- The Washington Times - Monday, January 17, 2000

Two of the nation's most contentious political issues may be resolved as early as July, but neither the public nor their elected representatives will have much to say about it. The U.S. Supreme Court has announced it will hear arguments regarding partial-birth abortion and the exclusion of homosexual troop leaders from the Boy Scouts. Coming as the decisions do in an election year, they will give voters of all persuasions reason to keep track of the presidential candidates who, through court appointments, provide the public some small influence over future judicial decisions.

Perhaps the most important of the cases involves partial-birth abortion, which the Associated Press has described in sterile terms as "partially extracting a fetus, legs first, through the birth canal, cutting the skull and draining its contents." The medical value of the procedure has been in doubt for years. Discussing partial-birth abortion in the context of a proposed federal ban on it, the American Medical Association has said it is "never the only appropriate procedure and has no history in peer reviewed medical literature or in accepted medical practice development."

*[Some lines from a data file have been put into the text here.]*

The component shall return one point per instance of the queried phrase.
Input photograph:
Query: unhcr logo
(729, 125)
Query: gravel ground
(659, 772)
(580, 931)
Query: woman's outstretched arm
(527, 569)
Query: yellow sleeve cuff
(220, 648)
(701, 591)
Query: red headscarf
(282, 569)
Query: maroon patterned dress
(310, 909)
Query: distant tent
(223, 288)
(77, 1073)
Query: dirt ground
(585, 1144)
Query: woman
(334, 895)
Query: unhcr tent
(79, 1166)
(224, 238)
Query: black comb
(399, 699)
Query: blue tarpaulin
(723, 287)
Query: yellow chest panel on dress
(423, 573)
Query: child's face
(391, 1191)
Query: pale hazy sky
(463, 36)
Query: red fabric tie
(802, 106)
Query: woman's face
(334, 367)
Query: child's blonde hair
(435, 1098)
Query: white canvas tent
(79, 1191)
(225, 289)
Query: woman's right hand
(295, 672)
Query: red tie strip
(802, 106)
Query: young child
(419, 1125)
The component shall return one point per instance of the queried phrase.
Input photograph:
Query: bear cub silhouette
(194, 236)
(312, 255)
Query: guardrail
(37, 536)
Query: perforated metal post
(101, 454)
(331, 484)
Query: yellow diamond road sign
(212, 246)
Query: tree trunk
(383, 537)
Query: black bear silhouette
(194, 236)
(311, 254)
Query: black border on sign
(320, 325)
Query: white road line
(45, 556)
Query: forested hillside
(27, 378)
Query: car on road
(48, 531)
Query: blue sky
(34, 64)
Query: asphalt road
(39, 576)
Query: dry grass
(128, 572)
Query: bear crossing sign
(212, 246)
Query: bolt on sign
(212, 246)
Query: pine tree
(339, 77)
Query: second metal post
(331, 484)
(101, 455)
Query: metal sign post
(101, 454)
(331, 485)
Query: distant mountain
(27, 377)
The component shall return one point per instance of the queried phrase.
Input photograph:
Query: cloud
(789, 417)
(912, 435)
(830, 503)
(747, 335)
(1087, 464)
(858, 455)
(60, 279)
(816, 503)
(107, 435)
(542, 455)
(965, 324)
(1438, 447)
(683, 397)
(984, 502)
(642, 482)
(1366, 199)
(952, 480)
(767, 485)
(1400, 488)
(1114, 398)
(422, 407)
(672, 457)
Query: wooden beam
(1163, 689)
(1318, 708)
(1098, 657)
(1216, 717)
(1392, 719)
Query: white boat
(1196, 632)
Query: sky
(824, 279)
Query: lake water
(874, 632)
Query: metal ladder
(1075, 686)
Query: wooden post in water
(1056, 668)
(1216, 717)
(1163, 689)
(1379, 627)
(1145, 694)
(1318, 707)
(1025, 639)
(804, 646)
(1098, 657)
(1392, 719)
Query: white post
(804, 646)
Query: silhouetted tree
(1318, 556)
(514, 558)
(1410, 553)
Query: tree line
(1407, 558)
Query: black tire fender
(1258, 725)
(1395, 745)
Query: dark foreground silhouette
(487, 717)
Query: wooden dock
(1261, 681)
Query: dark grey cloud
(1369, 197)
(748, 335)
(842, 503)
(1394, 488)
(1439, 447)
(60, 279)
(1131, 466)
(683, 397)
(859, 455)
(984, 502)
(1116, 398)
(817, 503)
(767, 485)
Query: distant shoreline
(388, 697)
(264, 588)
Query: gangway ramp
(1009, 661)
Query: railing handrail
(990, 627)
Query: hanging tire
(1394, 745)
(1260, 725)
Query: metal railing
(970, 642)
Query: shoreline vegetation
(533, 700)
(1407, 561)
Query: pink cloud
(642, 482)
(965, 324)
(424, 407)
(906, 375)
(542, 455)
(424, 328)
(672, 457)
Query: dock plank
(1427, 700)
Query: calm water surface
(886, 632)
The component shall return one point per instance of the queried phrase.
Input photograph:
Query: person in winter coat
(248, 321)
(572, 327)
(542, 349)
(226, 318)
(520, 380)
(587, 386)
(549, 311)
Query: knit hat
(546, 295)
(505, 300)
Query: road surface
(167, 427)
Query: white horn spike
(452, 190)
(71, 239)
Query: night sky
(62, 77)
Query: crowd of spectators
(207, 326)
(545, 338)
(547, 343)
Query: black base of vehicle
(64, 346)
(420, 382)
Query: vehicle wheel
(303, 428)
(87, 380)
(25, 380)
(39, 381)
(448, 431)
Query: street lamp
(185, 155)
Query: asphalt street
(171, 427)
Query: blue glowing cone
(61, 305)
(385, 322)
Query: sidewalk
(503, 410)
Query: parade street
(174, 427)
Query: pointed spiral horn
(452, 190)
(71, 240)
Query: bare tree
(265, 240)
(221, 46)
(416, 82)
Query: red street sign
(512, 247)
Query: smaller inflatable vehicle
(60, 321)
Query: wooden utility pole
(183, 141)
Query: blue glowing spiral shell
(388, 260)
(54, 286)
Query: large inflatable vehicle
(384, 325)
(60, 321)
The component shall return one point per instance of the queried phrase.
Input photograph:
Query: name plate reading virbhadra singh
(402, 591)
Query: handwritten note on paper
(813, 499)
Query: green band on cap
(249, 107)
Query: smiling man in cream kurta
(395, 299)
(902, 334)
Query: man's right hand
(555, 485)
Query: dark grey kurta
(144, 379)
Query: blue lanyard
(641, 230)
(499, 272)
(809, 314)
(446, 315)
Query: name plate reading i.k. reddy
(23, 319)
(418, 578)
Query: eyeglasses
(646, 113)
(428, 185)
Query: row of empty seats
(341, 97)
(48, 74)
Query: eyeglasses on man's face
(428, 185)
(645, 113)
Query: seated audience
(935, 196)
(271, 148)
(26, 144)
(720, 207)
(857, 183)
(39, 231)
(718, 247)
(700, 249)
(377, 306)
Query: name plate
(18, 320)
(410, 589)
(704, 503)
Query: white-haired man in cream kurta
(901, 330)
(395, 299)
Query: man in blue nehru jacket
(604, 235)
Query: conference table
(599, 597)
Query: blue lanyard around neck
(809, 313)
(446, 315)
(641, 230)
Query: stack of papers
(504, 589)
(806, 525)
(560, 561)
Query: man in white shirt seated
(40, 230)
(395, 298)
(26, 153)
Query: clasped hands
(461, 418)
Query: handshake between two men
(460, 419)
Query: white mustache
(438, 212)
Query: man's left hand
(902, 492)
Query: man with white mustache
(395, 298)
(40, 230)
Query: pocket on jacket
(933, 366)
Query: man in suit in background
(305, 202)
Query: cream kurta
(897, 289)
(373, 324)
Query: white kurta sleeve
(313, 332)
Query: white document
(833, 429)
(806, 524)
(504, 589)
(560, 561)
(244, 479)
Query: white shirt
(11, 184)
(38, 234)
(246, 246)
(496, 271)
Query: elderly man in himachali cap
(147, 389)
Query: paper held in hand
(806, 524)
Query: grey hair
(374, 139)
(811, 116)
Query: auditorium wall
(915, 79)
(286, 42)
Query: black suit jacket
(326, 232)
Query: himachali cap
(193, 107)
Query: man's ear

Partly for that reason, some 30 states have banned partial-birth abortion only to find their wishes overturned by federal district and appeals courts which have ruled the laws violate a woman's constitutional right to an abortion. Last year the 8th U.S. Circuit Court of Appeals overturned bans in Nebraska, Iowa and Arkansas. At about the same time, however, another appeals court upheld bans in Wisconsin and Illinois. The 4th U.S. Circuit Court of Appeals, meanwhile, has allowed a partial-birth ban in Virginia to stand.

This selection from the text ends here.